110.怒涛

「ダークエッジ! 瞬歩!」


 ダークエッジを撃ち出した直後、俺は瞬歩を使用する。

 先に撃ち出したダークエッジを追い越し、そのままシェイルフィードへ肉薄し、シンボル・オブ・ブラッドと隼の短剣を振り抜く。

 相手は神話級モンスター、さらに言えばまだ弱点が露出していない。

 この状況では俺の実力を十全に発揮することはできないだろう。

 だが、今はそれで仕方がない。

 弱点の露出、これは攻撃を加えることでなされることなんだからな!


『バカ正直に真正面から! そなたは本当に面白い!』

「真正面からだと? 本当にそう思ったのか?」

『なんだと? 何をバカなことを――なっ!?』


 シェイルフィードの間合いに入った途端、彼女は竜尾を振り回して攻撃してくる。

 そして、それはこの攻撃を予測していた。

 新しく手に入れたスキル、シャドーウォークを使い影の中へ避難する。

 はは、シェイルフィードの驚きの顔が目に浮かぶ。

 しかしこのスキル、影に入っている間は周囲の状況が見られないんだな。もっと検証をしておくべきだったか。

 だがまあ、問題はない。想定内だ。


『なんだ、そのスキルは! ちっ!』


 おっと、音は聞こえるんだな。不思議な気分だ。

 それに先ほどの声は、ダークエッジが弾かれたのだろう。

 まあ、ダークエッジでダメージが与えられるとは思っていない。あれはあくまでも陽動であり、こんな攻撃もあるのだと見せつけるだけのものだ。

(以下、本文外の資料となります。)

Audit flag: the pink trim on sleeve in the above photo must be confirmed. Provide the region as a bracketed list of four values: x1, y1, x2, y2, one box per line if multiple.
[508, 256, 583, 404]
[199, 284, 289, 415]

 影に入った場所からシェイルフィードまでの距離は把握している。だから、地上の状況が見えずとも――


「お前の背後を取ることができる!」

『背後だと!?』

「はああああああああっ!」

『ぐはっ!!』


 弱点ではないが、ここを攻撃することが一番なんだ!シェイルフィードの背後、首元を狙えばいずれ!


『貴様、なぜそこを!』

「さあな! だが――俺だけに意識を集中させていていいのか?」

『何を言って――あ、足が!?』

「全くです。無視するなんて、酷くないですか?」

「ぶっ飛ばーす!」


 俺は大きく飛び上がり木の上へ。

 直後には地面に氷が広がっていき、シェイルフィードの四肢と共に凍り付かせていく。

 飛び上がった木までが凍っていく様を見て、俺はコキュートスの威力が相当なものだと改めて実感してしまう。


「……はは、これでレベル100かよ。これ、ステータス特化で成長させたらどうなるんだ?」

『くっ! この程度の、氷でええええっ!!』


 ――バキバキッ! バリンッ!


 おっと、今はそんなことを考えている時間はないか。

 シェイルフィードが氷を砕き、そのままエリザとリンに襲い掛かろうとしている。

 だからこそ――今ならいける!

 木の枝から飛び上がると、さらに上にあった枝へ。だが、上に乗るのではなく、下を蹴りつける。

 そのまま勢いをつけ、重力に従い一気に落下していく。

 加速を乗せた俺の一撃が向かう先は当然――シェイルフィードの背後、首元だ!


『ぐはっ! 貴様、いつの間に!』

「そろそろじゃないか? 弱点の露出!」

「地上はお任せを、レヴォ様!」

「んもー! 私だって神話級武器が欲しかったよー!」

「我がまま言うんじゃない! 十分役に立ってくれているじゃないか!」

「え? そ、そう? よーし、頑張るぞー!」

「な、なんて羨ましい! 私だって負けませんよ!」


 ……何が羨ましいんだ?


『くっ! ならばこれでどうだ、人間どもよ!』


 ゴウッ! と音が鳴り響き、シェイルフィードの両翼が羽ばたく。

 突風が巻き起こりエリザとリンが吹き飛ばされる。

 しかし、俺は違う。なぜなら両翼の中心に立っているのだから、風の影響はほとんどない。

 だが、これが危険ではないかと言われれば、そうでもない。

 高く飛び上がられたところで落とされてしまえば、俺の体は大きなダメージを受ける。もしかすると、一撃でHPが全損するかもしれない。

 だからこそ、一気に片を付けてやる!


「暗黒竜のオーラ!」

『な、なんだ! そのオーラは!?』


 シェイルフィードの驚きの声なんて珍しいな。

 だが、それは俺にとって好都合!


「落ちろ! シェイルフィード!」

『ぬおおおおおおおおおおおおぉぉぉぉっ!!』


 暗黒竜のオーラを使った連撃を加えながらも、シェイルフィードは両翼をさらに羽ばたかせる。

 そして俺は――浮遊感を味わうことになった。